In data analytics, NLP must communicate with data to resolve your question. Once the NLP processing has figured out what the question is, it must provide an answer. What does it need to do?
- Know where the data (or reference material) is.
- Know what format the data is in.
- Devise a way to retrieve the information.
- If an analytical engine can find the information, explain to the analytical engine, SQL, for example, what to do in its dialect.
- Present the information to you as a verbal answer, a visualization, or other communication forms that make sense for that data.

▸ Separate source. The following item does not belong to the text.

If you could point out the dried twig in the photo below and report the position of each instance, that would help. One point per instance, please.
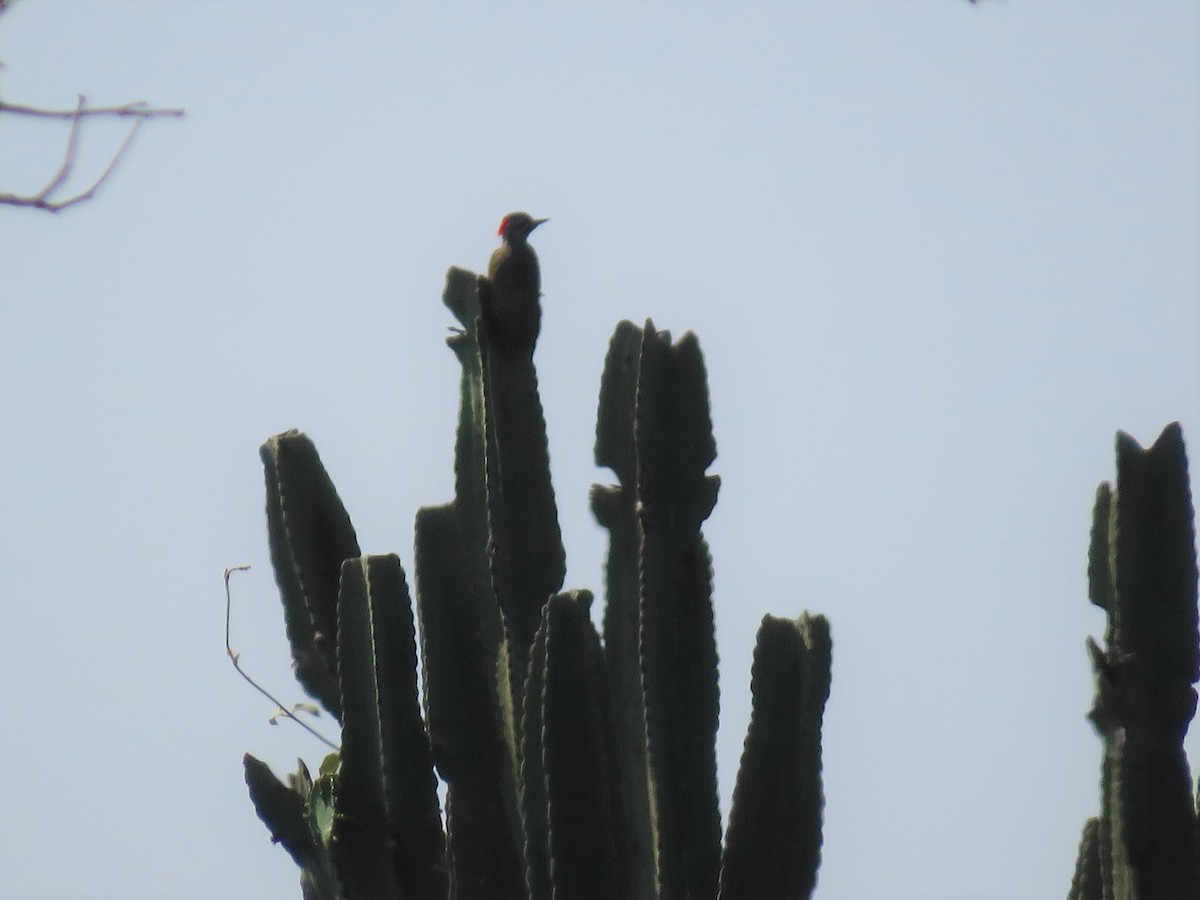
(45, 198)
(138, 109)
(237, 664)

NLP Augmented Analytics is poised for some giant leaps forward. NLP technology has grown from a handful of trained models (used for Transfer Learning) to dozens. I learned at the NLP Summit in October 2020 that each of these NLP subject areas has improved in accuracy in just four years from 50% to 90%:
- Sentiment Analysis
- Chatbots and Virtual Assistants
- Text Classification
- Text Extraction
- Machine Translation
- Text Summarization
- Market Intelligence
- Intent Classification
- Urgency Detection
- Speech Recognition
- Speech Generation
It can read complex text in many languages and sense your emotions from your voice's tenor or even your written questions. In addition to parsing your questions, comprehending what you ask, it can do all the hard work you would have done in the past - attaching the needed data sources, framing the queries in the dialect of those sources, and publishing the result in a format you prefer. It can even ask you follow-up questions.
NLP will become more and more common in corporate analytics applications.
If you're like me, you've been waiting for Conversational AI since the Jetsons. Augmented Analytics goes a step beyond Conversational and Search. Communicating your request to the resources that can perform complex queries and models is the end of annoying user interfaces.